I understand the disillusionment many students have regarding the potential to reform the Honor Committee in the wake of the failed 2018 referenda, which understandably remains a touchstone for the seeming impossibility of improving the Honor Committee.
However, despite the failure of these referenda, I want to emphasize that the Committee does not operate in the abusive manner that past iterations of the Committee have; I am confident that the findings of responsibility and penalties assessed by the Committee reflect that change. These changes are a result of both the students who have stepped up to serve on the Committee and those who have advocated for changes to our Constitution. Even regarding the referenda that formally failed, much of their substance have been incorporated into the Honor Committee Constitution and our best practices. This includes the more appropriate penalty of a reprimand for overtime violations and a provision barring reliance on only one student’s testimony. Beyond referenda, the Peer Representatives, as student advocates for students accused of Honor Code violations, play a crucial role in improving the fairness of the Committee’s work.
Some students may want to replace the Honor Code with a new system entirely. Some may question whether exams should be unproctored in the first place. Students’ roles in evaluating allegations of academic integrity, however, is more appropriate than an administrative process. In every hearing, the Committee must evaluate whether a student should reasonably have known their actions were in violation of the Honor Code or Rights, Rules, Responsibilities. With all due respect towards faculty and administrators, those who adopted the Honor Code in 1893 were correct in their novel contention that students are best fit to evaluate this question.
Ceding the unique place that students have in the academic integrity process at Princeton would only serve to reduce student control.

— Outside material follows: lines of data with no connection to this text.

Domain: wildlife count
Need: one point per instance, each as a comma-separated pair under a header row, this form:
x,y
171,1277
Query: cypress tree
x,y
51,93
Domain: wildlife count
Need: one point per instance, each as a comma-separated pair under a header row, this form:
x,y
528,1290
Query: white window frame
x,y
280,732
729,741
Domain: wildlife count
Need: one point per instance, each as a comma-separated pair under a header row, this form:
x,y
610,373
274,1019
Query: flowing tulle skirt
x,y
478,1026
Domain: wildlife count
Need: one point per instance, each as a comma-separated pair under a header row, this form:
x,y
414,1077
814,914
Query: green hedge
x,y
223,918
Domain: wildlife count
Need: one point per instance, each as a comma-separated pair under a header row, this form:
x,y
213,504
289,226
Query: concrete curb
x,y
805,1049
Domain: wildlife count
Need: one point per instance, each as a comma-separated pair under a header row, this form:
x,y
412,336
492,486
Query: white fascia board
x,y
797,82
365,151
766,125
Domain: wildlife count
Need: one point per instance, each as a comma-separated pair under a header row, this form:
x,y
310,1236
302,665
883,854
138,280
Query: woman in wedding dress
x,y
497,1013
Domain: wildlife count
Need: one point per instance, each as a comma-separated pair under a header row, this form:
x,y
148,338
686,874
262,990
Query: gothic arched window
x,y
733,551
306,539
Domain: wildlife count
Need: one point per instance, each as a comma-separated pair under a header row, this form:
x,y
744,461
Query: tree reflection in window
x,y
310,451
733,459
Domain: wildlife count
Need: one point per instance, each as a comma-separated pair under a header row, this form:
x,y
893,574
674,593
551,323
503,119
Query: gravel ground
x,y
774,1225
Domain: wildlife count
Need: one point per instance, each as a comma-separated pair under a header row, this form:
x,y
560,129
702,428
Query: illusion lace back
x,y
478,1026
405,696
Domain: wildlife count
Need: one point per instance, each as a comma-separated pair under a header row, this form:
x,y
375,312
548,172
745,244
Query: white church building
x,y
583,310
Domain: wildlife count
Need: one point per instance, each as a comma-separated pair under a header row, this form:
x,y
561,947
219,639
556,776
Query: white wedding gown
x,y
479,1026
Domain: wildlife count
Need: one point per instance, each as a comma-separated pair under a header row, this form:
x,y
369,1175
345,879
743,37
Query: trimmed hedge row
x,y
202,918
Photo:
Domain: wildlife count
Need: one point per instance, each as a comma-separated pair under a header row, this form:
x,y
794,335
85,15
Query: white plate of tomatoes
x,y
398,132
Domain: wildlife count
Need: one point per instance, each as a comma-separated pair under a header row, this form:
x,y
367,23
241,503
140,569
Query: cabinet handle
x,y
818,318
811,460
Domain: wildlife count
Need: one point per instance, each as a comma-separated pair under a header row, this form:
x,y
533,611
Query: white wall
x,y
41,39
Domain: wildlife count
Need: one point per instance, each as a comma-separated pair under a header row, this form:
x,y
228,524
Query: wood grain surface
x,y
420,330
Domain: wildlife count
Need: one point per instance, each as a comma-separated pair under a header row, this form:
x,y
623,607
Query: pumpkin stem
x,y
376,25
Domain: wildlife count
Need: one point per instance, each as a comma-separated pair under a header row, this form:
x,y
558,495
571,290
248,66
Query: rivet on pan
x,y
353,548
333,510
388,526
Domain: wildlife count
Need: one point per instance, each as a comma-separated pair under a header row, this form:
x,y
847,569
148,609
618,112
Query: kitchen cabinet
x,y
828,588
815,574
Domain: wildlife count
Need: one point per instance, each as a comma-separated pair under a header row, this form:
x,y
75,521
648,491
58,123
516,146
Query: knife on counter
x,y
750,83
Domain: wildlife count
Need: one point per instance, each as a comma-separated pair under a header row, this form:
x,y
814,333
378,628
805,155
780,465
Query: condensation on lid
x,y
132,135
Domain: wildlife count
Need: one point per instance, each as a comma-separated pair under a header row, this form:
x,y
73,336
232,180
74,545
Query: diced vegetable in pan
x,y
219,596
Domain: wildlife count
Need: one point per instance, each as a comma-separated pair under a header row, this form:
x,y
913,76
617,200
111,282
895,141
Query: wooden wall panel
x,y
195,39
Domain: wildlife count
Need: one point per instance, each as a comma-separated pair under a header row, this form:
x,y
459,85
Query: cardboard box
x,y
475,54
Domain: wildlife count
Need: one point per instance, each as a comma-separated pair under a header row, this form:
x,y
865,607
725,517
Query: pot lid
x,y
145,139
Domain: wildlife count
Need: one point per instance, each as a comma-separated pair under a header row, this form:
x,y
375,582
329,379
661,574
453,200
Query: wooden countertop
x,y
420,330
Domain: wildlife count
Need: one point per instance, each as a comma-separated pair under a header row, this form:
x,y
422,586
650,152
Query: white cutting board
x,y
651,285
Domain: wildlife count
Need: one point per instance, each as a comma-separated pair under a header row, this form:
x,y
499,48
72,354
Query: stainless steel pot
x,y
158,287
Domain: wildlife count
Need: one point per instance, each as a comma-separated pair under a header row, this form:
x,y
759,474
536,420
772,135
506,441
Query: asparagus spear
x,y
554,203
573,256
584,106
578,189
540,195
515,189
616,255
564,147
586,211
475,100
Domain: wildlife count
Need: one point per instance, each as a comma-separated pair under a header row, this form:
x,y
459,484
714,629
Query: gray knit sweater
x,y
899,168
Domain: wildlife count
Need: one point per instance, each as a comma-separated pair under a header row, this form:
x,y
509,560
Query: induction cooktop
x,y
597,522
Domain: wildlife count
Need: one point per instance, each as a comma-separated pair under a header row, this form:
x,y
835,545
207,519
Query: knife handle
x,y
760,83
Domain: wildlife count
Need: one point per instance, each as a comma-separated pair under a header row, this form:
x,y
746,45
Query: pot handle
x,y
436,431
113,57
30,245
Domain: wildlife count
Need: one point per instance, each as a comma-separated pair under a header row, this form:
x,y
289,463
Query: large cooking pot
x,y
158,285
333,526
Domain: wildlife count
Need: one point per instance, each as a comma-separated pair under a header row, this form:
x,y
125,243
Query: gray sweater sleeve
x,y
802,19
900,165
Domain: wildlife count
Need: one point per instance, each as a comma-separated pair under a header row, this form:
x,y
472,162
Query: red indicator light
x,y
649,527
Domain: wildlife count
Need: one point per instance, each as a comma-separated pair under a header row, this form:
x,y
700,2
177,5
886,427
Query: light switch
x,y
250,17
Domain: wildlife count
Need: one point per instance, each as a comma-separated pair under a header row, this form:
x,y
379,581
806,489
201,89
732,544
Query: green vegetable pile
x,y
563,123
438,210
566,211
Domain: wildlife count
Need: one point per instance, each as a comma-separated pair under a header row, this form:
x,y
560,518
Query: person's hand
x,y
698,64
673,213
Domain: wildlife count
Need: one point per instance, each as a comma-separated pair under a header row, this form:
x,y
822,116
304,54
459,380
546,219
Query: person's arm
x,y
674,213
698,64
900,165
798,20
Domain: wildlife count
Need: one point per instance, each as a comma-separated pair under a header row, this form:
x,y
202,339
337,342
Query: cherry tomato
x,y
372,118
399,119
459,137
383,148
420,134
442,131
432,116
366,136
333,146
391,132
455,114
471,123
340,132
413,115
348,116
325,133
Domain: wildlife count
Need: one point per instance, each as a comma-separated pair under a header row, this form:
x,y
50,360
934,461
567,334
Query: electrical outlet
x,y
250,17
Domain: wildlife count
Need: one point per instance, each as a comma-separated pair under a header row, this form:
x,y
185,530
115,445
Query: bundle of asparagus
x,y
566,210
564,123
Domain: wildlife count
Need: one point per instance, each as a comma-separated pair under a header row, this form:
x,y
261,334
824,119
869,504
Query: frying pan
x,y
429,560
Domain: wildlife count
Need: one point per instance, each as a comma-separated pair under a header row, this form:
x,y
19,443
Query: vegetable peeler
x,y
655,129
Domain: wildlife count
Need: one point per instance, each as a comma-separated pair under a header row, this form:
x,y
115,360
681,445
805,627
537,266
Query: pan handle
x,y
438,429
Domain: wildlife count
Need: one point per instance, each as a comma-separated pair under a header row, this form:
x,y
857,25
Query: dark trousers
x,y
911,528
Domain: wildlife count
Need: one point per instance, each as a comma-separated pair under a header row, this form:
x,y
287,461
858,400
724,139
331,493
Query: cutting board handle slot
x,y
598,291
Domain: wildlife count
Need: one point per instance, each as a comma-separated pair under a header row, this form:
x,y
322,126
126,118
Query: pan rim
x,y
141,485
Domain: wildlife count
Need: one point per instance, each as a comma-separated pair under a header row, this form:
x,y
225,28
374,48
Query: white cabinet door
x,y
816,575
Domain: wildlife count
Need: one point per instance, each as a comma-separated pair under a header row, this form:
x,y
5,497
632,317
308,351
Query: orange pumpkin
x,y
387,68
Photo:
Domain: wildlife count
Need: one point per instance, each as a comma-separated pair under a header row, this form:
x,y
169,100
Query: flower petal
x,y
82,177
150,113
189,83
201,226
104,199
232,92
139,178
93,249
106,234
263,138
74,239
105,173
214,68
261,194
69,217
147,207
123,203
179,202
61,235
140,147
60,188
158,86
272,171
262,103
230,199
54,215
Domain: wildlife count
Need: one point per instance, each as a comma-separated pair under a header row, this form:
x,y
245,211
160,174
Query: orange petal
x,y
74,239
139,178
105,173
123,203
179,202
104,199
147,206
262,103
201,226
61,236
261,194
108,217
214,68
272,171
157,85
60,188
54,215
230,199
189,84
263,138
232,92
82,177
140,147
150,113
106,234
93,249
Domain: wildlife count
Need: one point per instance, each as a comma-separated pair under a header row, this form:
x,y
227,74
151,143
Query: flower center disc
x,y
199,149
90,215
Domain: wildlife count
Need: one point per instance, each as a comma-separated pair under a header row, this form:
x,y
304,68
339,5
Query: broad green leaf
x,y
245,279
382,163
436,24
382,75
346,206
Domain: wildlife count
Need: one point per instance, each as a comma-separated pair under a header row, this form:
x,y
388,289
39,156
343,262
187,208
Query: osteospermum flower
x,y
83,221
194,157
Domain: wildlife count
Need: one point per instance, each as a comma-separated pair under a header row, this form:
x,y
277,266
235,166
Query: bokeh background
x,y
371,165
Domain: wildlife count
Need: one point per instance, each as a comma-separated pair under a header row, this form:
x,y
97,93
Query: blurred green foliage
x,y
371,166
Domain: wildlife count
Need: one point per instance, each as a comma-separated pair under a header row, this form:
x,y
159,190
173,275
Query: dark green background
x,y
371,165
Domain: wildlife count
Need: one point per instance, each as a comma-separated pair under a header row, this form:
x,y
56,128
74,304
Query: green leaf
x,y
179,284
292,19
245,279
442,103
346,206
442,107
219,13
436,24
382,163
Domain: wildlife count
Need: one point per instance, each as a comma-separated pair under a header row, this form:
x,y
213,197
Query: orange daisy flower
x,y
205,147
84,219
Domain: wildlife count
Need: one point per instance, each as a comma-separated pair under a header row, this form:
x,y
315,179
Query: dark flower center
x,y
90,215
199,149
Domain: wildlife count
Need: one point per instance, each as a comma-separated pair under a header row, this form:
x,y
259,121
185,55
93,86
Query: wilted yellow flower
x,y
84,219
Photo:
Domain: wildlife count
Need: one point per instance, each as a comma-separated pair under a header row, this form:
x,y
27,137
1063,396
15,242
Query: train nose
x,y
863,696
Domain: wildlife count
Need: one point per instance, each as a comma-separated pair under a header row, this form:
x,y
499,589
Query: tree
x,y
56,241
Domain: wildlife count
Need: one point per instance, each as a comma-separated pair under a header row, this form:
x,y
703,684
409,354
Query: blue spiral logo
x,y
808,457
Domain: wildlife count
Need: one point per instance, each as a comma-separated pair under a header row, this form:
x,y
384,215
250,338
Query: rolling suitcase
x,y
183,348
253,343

In fact, the 2018 final report of the Honor System Review Committee recommended transferring all responsibilities of the Honor Committee to a student-faculty committee mirroring the Committee on Discipline. This would weaken the core idea of the Honor System — that students set our own standards — within the context of past disciplinary precedent.
The Honor Committee is not a perfect institution, but we should believe in the idea that only our peers can assess what we should have reasonably known. We should vigorously defend this core idea against attempts to diminish it, even as I hope we will all work to improve the system in the ways that suit us best. I urge you to include applying to join the Honor Committee in that effort.